Back on the Hawkeyes, the crewmen kept track of the engagement. Both the aircraft and the streaking missiles were visible on the scopes, and there was a collective holding of breath for this one.

The Phoenixes hit first, killing thirty-one more PLAAF fighters, and also turning off their radars rather abruptly. That made some of their missiles “go dumb,” but not all, and the six Chinese fighters that survived the second Phoenix barrage found themselves illuminating targets for a total of thirty-nine PL-10s, which angled for only four Tomcats.

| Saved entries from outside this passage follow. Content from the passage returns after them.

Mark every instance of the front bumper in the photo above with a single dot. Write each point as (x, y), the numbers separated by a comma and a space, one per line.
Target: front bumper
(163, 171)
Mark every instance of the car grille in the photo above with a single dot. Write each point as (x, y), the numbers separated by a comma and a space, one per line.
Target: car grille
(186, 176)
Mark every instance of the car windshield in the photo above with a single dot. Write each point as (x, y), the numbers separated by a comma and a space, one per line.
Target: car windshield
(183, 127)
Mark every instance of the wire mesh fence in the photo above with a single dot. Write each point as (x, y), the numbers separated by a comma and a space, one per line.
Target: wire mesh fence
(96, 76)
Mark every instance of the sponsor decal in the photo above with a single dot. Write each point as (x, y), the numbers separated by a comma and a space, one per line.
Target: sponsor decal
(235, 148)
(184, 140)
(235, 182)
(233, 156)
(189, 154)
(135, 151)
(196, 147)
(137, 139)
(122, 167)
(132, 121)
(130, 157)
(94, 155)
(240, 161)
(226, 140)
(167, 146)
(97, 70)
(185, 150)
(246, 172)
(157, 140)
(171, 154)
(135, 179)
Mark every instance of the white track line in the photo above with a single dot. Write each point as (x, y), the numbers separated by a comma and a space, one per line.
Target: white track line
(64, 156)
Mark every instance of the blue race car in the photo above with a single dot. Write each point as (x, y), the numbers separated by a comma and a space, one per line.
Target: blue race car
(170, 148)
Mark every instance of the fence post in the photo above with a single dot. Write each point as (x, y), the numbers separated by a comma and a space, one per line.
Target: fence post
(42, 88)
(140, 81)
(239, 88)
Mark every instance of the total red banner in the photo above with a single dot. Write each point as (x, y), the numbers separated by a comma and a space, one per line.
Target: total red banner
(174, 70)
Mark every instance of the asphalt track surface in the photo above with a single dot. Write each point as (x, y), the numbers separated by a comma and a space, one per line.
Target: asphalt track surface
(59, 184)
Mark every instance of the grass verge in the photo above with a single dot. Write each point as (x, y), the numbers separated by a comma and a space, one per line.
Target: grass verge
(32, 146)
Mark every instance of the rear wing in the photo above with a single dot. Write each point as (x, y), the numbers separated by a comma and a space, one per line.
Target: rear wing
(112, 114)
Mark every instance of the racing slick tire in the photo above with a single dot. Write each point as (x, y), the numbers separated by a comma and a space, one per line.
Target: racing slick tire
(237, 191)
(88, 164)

The American pilots affected by this saw them coming, and the feeling wasn't particularly pleasant. Each went to afterburner and dove for the deck, losing every bit of chaff and flares he had in his protection pods, plus turning the jamming pods up to max power. One got clean away. Another lost most of them in the chaff, where the Chinese missiles exploded like fireworks in his wake, but one of the F-l4s had nineteen missiles chasing him alone, and there was no avoiding them all. The third missile got close enough to trigger its warhead, and then nine more, and the TOMCAT was reduced to chaff itself, along with its two-man crew. That left one Navy fighter whose radar-intercept officer ejected safely, though the pilot did not.